Kopen Katcef’s reporting has earned honors from a number of organizations including the Radio Television Digital News Association, the New York Festivals, the Society of Professional Journalists, the Chesapeake Associated Press Broadcasters Association, and both the American Bar and Maryland State Bar Associations. She has been honored by SPJ with its regional Distinguished Service Award, and nationally with its Distinguished Teaching in Journalism Award and its Outstanding Adviser Award. 

She is also the recipient of the Capital Emmys Chapter Board of Governors Award and has been inducted into the chapter’s Silver Circle for her outstanding contributions to the broadcast industry. Kopen Katcef is the co-author/editor of “A Journalist’s Guide to Maryland’s Legal System,” which is a legal primer and contact resource for reporters.

 

Michelle SingletaryMichelle Singletary (B.A. RTVF ’84) is a personal finance columnist for The Washington Post.
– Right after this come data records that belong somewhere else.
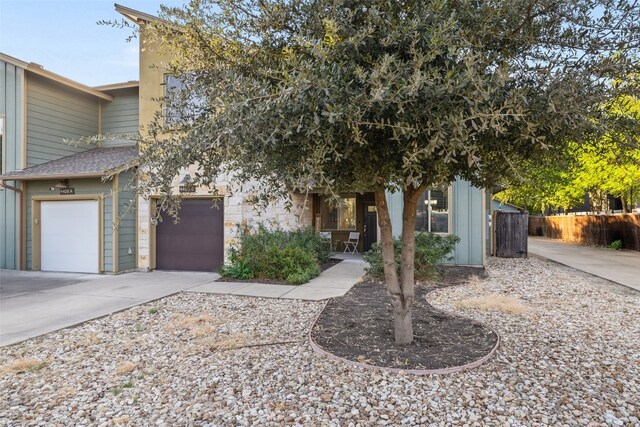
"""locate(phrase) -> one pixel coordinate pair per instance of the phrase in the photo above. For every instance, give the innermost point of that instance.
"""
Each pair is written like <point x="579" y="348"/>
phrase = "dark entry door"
<point x="370" y="226"/>
<point x="196" y="242"/>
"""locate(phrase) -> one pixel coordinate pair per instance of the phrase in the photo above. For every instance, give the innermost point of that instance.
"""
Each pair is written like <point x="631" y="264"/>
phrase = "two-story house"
<point x="199" y="240"/>
<point x="56" y="211"/>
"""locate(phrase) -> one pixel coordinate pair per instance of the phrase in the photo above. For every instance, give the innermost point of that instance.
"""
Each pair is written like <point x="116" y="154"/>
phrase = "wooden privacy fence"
<point x="599" y="230"/>
<point x="510" y="234"/>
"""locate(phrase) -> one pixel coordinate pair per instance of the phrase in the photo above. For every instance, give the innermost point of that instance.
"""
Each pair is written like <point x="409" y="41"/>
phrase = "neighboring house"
<point x="460" y="209"/>
<point x="56" y="212"/>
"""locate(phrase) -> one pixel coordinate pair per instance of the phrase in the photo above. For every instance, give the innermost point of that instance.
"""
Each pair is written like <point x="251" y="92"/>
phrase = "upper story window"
<point x="432" y="212"/>
<point x="181" y="103"/>
<point x="340" y="217"/>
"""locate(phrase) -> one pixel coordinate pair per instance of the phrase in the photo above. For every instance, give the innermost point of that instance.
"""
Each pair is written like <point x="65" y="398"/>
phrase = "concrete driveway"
<point x="34" y="303"/>
<point x="622" y="267"/>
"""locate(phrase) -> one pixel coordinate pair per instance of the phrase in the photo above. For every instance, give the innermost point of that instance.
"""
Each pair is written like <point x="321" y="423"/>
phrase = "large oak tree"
<point x="383" y="95"/>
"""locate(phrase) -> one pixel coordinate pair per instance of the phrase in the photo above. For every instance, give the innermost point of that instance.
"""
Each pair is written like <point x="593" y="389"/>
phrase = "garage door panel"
<point x="70" y="236"/>
<point x="196" y="242"/>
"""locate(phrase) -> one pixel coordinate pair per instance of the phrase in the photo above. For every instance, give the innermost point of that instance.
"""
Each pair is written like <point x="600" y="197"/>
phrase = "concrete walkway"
<point x="334" y="282"/>
<point x="622" y="267"/>
<point x="35" y="303"/>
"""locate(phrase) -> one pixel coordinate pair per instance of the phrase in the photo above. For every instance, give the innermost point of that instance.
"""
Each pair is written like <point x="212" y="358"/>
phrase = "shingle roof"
<point x="91" y="163"/>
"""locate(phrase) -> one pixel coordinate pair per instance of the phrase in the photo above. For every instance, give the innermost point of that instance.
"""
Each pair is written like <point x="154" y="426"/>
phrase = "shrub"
<point x="616" y="244"/>
<point x="273" y="253"/>
<point x="431" y="250"/>
<point x="238" y="270"/>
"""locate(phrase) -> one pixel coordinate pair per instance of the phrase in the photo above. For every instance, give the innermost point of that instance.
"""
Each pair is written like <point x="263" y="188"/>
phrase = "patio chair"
<point x="351" y="245"/>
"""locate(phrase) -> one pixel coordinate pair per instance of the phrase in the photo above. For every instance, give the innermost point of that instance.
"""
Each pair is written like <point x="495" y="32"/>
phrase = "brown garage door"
<point x="196" y="242"/>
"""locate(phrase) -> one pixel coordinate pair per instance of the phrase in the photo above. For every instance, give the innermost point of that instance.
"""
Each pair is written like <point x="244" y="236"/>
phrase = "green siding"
<point x="394" y="203"/>
<point x="467" y="221"/>
<point x="54" y="113"/>
<point x="121" y="114"/>
<point x="127" y="222"/>
<point x="82" y="186"/>
<point x="11" y="105"/>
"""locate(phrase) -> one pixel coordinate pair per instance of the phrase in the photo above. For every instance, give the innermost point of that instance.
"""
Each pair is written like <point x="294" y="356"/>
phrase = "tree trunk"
<point x="389" y="263"/>
<point x="402" y="293"/>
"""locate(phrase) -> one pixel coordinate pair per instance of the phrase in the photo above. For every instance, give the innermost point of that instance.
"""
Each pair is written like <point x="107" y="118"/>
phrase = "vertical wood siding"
<point x="54" y="113"/>
<point x="121" y="114"/>
<point x="11" y="105"/>
<point x="468" y="222"/>
<point x="127" y="224"/>
<point x="467" y="218"/>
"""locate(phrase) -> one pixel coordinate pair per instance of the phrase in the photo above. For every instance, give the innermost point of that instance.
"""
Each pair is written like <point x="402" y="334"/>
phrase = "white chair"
<point x="351" y="245"/>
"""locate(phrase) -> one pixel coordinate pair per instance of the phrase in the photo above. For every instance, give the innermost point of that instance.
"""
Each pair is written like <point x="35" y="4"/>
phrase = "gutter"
<point x="10" y="187"/>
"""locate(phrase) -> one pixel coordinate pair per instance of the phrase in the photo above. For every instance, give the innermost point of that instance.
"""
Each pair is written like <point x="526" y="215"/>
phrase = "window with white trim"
<point x="340" y="217"/>
<point x="181" y="103"/>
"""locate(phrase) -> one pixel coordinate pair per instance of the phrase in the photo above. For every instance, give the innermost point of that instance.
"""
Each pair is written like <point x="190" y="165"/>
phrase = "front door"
<point x="370" y="226"/>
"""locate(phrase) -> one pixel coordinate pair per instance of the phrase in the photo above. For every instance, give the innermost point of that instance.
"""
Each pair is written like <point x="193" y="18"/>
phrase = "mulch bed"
<point x="323" y="267"/>
<point x="359" y="327"/>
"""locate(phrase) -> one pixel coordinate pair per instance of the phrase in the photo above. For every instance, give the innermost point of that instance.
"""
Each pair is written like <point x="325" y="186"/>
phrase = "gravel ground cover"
<point x="570" y="355"/>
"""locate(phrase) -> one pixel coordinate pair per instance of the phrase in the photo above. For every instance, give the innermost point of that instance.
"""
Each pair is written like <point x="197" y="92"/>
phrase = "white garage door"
<point x="70" y="236"/>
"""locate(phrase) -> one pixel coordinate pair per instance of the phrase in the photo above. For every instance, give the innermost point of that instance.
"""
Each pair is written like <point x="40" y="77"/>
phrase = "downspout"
<point x="20" y="259"/>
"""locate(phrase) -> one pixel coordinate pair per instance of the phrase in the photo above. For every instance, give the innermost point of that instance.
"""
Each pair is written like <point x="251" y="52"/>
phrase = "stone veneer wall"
<point x="236" y="210"/>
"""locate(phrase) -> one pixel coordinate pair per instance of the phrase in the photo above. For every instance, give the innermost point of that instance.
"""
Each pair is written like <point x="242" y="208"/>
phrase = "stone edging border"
<point x="318" y="349"/>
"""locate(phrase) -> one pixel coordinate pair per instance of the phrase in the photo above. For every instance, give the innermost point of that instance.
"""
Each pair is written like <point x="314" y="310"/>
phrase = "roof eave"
<point x="135" y="15"/>
<point x="37" y="69"/>
<point x="52" y="176"/>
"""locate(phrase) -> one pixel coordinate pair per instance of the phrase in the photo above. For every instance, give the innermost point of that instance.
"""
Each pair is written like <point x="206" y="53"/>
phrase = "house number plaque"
<point x="67" y="191"/>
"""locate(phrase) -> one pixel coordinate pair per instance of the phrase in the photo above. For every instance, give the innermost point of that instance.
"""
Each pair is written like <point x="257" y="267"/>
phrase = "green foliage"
<point x="238" y="269"/>
<point x="378" y="93"/>
<point x="273" y="253"/>
<point x="431" y="250"/>
<point x="597" y="167"/>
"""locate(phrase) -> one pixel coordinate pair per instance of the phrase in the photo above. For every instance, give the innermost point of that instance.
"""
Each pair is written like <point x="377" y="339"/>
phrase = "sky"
<point x="63" y="37"/>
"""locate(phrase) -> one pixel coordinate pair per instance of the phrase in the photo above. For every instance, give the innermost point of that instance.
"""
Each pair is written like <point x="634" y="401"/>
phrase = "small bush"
<point x="431" y="250"/>
<point x="273" y="253"/>
<point x="239" y="270"/>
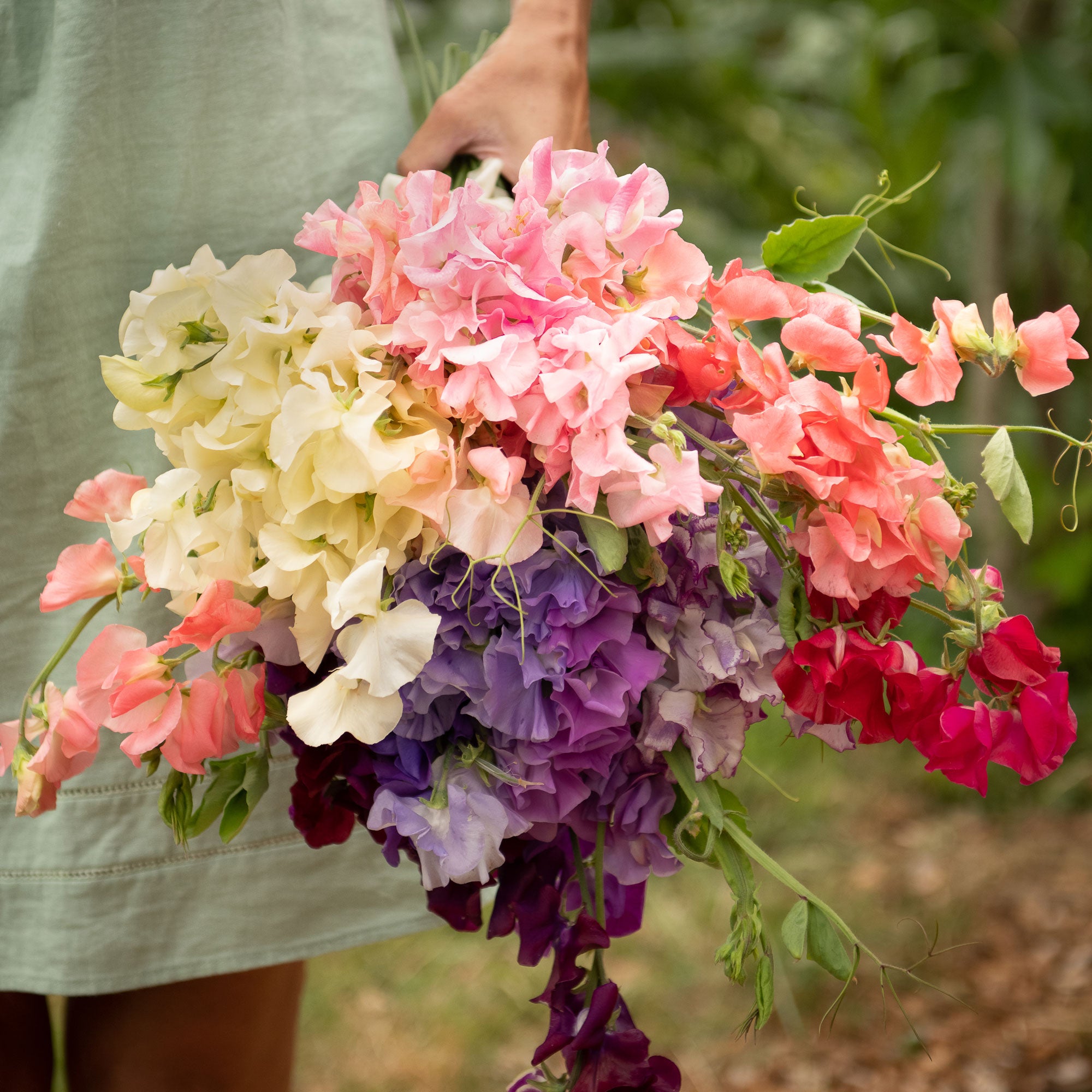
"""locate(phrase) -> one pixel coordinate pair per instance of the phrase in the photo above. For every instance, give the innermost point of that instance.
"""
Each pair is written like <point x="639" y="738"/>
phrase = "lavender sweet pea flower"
<point x="460" y="842"/>
<point x="713" y="726"/>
Her award-winning column, "The Color of Money," which is syndicated by The Washington Post News Service and Syndicate, appears twice a week in dozens of newspapers nationwide. 

Singletary is the author of four professionally published books, including “What To Do With Your Money When Crisis Hits: A Survival Guide” and “The 21 Day Financial Fast: Your Path to Financial Peace and Freedom,” a perennial Amazon bestseller. In 2023, she received the Legacy Award from the National Association of Black Journalists. She is the recipient of the 2022 Gerald Loeb Lifetime Achievement Award. In 2020, The Washington Post celebrated her long and distinguished career at the newspaper with the Eugene Meyer Award, its highest journalistic honor.
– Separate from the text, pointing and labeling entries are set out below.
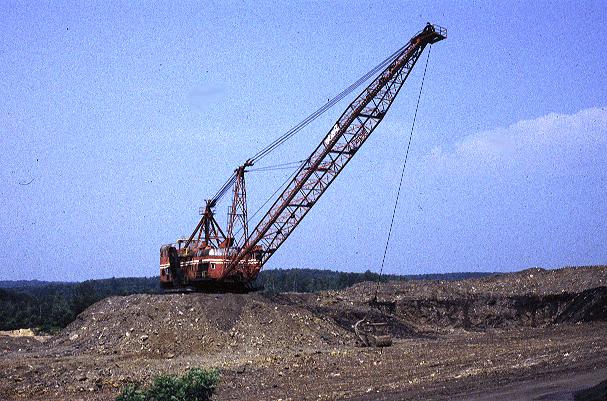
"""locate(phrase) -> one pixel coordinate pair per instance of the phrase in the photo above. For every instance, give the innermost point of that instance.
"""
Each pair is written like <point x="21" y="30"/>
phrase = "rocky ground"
<point x="535" y="334"/>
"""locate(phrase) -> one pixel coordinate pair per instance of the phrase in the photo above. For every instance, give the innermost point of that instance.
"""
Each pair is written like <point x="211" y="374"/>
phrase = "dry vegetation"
<point x="517" y="335"/>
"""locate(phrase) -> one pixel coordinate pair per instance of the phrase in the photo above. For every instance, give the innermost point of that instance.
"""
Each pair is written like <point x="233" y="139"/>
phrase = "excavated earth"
<point x="535" y="334"/>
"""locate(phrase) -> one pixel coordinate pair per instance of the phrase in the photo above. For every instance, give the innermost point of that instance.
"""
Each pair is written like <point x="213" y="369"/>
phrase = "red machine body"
<point x="211" y="257"/>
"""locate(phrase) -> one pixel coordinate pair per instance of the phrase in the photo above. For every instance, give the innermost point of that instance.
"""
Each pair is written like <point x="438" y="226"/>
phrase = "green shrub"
<point x="195" y="385"/>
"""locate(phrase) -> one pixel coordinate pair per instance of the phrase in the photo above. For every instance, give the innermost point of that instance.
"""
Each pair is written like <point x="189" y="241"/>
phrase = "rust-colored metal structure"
<point x="211" y="258"/>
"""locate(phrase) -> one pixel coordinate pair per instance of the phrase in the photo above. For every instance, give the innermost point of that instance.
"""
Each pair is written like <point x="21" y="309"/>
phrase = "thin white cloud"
<point x="557" y="141"/>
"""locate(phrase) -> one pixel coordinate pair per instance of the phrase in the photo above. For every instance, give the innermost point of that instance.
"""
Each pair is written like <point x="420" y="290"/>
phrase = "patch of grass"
<point x="195" y="385"/>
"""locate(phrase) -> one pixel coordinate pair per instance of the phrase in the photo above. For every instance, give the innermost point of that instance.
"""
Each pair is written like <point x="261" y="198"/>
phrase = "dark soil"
<point x="453" y="340"/>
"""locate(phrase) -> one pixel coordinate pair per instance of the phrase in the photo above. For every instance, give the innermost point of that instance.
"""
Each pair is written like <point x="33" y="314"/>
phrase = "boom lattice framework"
<point x="346" y="137"/>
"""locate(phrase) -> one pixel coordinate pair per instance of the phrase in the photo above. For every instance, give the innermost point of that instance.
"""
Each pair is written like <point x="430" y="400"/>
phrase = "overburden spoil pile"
<point x="172" y="324"/>
<point x="205" y="324"/>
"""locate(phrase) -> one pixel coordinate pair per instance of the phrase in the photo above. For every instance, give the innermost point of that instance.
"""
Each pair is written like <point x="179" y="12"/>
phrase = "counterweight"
<point x="209" y="258"/>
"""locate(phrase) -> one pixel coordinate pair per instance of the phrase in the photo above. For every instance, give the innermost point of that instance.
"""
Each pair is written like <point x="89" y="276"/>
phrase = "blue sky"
<point x="127" y="115"/>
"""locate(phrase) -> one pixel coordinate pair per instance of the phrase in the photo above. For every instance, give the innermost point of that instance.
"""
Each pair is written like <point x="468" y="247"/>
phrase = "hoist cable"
<point x="298" y="127"/>
<point x="402" y="174"/>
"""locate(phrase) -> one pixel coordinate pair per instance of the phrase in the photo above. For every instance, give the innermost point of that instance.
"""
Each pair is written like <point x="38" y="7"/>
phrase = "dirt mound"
<point x="196" y="323"/>
<point x="527" y="282"/>
<point x="207" y="324"/>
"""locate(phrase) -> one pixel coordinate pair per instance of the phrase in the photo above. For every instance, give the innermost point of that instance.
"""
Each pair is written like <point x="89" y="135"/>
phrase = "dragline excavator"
<point x="211" y="257"/>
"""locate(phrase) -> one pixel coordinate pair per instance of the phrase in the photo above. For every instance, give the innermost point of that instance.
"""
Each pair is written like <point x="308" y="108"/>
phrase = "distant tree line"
<point x="47" y="307"/>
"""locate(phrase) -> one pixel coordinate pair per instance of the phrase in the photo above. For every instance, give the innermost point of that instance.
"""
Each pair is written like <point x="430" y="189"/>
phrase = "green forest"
<point x="47" y="307"/>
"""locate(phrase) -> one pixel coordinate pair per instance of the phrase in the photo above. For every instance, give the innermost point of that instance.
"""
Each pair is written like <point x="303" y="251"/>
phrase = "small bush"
<point x="195" y="385"/>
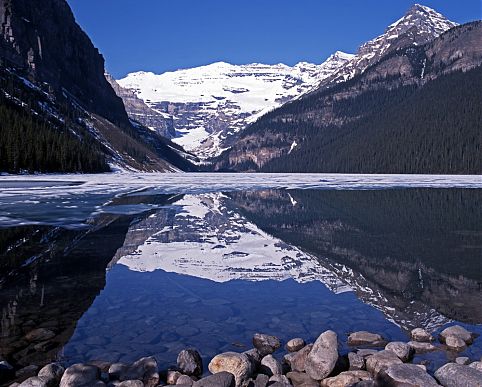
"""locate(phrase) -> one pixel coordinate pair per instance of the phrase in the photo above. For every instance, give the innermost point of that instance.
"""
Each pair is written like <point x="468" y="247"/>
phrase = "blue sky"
<point x="163" y="35"/>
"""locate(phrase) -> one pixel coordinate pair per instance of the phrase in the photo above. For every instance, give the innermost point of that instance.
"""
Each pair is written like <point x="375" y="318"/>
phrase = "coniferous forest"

Singletary frequently appears on national TV on such programs as NBC’s “TODAY Show” and ABC’s “Good Morning America,” as well as on CNN and NPR. Singletary earned a bachelor’s degree at the University of Maryland, College Park, and a master's in business and management at Johns Hopkins University.

 

Dr. Lee ThorntonDr. Lee Thornton was one of the nation’s most distinguished broadcast journalists and worked at the Philip Merrill College of Journalism from 1997-2013. She died in 2013 at age 71. Thornton came to the college as its first Richard Eaton Chair in Broadcast Journalism and a professor. In 2008, she became Merrill College’s interim dean and was the first woman dean of color at the University of Maryland. 

Later, she served as associate provost for equity and diversity and ombuds officer for the UMD Graduate School. A dedicated campus citizen, Thornton was named Outstanding Woman of the Year in 2011 by the President's Commission on Women's Issues. 

Before coming to Merrill College, Thornton was a senior producer for CNN, and former White House correspondent and general news reporter for CBS, and was on the journalism faculty at Howard University. Thornton was president of the Washington professional chapter of the Society of Professional Journalists. She also worked as a consultant and moderator for nationally televised distance-learning programs, a reporter and anchor for the BizNet cable-TV show "Nation's Business Today" and a weekend host on National Public Radio's "All Things Considered."

A native of Leesburg, Virginia, she received her B.S. degree from Teachers College in Washington, D.C., her M.A. from Michigan State University and Ph.D. from Northwestern University. She started her broadcast career as a reporter-anchor-producer for WLW-TV in Cincinnati, then spent eight years as a CBS News correspondent in Washington.